Luana Duvernay, aujourd’hui docteure, a participé, en février et mars 2018, alors qu’elle était étudiante en 6e année de médecine à l’Université de Genève, à un stage de deux mois à l’Institut Pedro Kouri (IPK), à La Havane.

Point central du bilan de cette expérience, « l’ouverture d’esprit et la très grande gentillesse des gens. Au niveau professionnel, ce fut impressionnant de constater la réceptivité des médecins et des patients durant notre séjour ».

Malgré les ressources limitées dont disposent les médecins cubains, « leur excellente capacité professionnelle m’a impressionnée. Sans beaucoup de moyens techniques, d’images, d’appareils sophistiqués ou d’ordinateurs, à partir du simple dialogue avec les patients, ils réussissent à formuler des diagnostics d’une grande exactitude », relève la jeune docteure. Elle eut le sentiment, ajoute-t-elle, que « la qualité humaine des professionnel-le-s de la santé compense la rareté de certaines technologies ».

Luana Duvernay a vécu cette expérience – qu’elle recommande à tous ses collègues – comme un véritable échange horizontal. « Durant les plus de trois heures par jour, chaque matin, où nous visitions tous les patients, les collègues cubains voulaient connaître notre opinion et savoir comment on traiterait ces cas en Suisse », rappelle-t-elle avec émotion.

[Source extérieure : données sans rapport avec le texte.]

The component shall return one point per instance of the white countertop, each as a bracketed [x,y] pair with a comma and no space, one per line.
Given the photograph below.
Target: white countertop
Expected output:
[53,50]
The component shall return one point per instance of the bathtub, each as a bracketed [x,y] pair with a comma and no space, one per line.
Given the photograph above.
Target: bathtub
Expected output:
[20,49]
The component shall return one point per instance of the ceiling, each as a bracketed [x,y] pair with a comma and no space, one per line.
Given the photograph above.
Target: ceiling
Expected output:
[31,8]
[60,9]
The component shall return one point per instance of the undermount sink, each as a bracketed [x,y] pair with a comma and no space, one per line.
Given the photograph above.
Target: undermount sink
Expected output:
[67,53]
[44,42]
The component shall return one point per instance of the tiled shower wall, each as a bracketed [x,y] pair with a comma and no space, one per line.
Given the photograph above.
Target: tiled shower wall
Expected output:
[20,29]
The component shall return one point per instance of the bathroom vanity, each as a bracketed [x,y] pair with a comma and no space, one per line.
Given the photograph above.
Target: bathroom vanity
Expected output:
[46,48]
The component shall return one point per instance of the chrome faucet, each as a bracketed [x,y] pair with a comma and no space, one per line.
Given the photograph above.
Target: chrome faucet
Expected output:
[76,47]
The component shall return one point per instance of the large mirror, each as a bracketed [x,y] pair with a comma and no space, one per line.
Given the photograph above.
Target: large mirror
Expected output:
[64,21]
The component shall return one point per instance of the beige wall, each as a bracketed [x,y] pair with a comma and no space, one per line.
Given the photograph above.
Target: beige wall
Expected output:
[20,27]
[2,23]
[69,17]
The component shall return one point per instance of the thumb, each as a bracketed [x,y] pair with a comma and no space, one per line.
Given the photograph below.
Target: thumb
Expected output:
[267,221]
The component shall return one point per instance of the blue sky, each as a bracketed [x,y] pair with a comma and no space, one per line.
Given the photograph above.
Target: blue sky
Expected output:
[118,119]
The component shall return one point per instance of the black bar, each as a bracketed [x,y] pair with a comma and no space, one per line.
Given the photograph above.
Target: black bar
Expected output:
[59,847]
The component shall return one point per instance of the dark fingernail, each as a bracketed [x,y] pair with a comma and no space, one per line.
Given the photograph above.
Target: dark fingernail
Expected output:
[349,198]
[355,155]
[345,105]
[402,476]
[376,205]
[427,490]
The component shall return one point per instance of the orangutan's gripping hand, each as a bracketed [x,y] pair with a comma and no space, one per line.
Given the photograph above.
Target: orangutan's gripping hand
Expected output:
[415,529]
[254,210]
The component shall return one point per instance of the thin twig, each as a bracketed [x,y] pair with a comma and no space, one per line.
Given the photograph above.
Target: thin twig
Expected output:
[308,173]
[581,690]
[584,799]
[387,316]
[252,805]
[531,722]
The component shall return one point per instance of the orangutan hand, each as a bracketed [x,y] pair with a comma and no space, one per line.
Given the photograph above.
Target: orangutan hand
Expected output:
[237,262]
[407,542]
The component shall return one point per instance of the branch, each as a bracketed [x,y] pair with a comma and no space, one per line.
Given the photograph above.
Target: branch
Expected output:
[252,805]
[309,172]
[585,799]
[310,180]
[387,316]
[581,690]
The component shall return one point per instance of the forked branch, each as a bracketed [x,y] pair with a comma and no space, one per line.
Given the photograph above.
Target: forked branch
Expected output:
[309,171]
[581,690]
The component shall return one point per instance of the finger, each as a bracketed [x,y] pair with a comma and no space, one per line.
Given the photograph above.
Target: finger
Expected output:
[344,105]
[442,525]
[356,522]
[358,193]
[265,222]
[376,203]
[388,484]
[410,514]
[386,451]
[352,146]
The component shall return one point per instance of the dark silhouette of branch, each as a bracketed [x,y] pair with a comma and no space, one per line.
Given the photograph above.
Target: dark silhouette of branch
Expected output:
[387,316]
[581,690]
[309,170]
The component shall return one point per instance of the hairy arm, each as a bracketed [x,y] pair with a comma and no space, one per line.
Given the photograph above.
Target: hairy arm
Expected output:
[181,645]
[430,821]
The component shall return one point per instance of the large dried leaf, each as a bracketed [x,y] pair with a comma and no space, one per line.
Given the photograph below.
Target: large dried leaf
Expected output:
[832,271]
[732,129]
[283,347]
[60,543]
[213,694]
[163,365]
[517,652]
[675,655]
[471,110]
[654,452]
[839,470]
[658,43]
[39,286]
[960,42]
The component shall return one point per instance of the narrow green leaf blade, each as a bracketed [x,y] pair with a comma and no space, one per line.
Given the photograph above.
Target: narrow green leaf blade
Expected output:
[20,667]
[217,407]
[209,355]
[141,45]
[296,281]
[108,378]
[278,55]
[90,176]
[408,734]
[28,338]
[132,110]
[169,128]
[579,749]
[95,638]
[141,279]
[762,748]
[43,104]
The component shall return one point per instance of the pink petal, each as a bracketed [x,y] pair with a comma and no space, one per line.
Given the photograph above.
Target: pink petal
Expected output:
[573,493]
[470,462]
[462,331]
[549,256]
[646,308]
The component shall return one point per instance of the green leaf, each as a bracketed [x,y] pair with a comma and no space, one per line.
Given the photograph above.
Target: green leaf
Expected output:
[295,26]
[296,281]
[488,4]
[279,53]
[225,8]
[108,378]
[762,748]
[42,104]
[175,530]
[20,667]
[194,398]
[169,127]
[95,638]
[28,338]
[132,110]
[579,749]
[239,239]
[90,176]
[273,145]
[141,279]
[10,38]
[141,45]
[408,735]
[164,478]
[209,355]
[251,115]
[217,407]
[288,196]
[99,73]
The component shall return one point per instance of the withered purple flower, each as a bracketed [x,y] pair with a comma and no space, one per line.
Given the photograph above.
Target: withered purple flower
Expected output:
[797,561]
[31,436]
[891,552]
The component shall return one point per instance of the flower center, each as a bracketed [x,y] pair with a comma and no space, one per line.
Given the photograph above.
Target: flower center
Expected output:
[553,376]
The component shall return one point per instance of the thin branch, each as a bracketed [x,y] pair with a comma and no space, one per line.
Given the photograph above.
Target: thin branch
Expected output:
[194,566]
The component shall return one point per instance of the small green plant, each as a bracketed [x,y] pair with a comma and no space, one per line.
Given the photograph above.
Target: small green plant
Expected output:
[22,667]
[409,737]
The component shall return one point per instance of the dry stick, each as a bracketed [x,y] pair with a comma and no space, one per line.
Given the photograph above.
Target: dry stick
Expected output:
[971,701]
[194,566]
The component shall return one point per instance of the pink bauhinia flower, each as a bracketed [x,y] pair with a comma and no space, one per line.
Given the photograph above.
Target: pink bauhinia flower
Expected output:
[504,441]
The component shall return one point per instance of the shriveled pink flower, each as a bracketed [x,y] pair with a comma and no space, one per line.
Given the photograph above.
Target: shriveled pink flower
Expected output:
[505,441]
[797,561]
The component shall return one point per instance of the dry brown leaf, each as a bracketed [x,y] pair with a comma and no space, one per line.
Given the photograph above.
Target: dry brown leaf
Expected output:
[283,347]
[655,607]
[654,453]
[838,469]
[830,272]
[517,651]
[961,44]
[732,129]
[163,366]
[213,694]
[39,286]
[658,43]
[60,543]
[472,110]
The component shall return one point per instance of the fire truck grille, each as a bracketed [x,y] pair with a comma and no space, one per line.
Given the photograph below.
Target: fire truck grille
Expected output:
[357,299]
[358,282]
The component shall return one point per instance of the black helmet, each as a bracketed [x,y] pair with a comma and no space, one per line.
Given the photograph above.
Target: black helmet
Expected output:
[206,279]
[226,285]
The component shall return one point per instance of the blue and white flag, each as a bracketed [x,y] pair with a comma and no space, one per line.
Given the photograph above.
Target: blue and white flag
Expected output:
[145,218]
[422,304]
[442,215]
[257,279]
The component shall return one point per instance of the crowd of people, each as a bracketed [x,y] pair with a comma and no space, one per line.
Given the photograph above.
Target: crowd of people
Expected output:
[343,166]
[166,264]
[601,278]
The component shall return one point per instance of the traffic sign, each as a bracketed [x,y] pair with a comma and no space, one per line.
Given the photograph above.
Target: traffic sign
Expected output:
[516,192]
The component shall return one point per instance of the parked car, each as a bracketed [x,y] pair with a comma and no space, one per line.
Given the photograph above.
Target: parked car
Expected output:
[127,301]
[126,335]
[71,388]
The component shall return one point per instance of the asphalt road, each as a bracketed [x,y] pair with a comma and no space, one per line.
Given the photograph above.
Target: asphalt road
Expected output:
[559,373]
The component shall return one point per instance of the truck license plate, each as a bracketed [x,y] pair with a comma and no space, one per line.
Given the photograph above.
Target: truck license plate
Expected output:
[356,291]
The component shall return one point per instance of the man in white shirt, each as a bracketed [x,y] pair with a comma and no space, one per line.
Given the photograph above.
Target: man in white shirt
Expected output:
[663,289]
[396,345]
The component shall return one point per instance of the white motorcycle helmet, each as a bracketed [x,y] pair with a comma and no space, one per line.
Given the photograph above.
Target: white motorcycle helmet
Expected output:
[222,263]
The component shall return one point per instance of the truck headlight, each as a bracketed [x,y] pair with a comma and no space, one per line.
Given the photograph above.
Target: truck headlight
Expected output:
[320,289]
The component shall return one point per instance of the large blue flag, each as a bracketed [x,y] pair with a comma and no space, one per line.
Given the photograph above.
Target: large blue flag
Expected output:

« Ils faisaient preuve, en outre, d’un grand réalisme. Et ils nous montraient la distance entre le savoir théorique – qu’ils maîtrisent parfaitement – et la pratique, concrète, quotidienne. Ils nous disaient : dans ce cas, tel examen complémentaire ou traitement spécial serait souhaitable. Et ils reconnaissaient ne pas pouvoir toujours les fournir, parce qu’ils ne les avaient pas à disposition », conclut Luana Duvernay (SFi).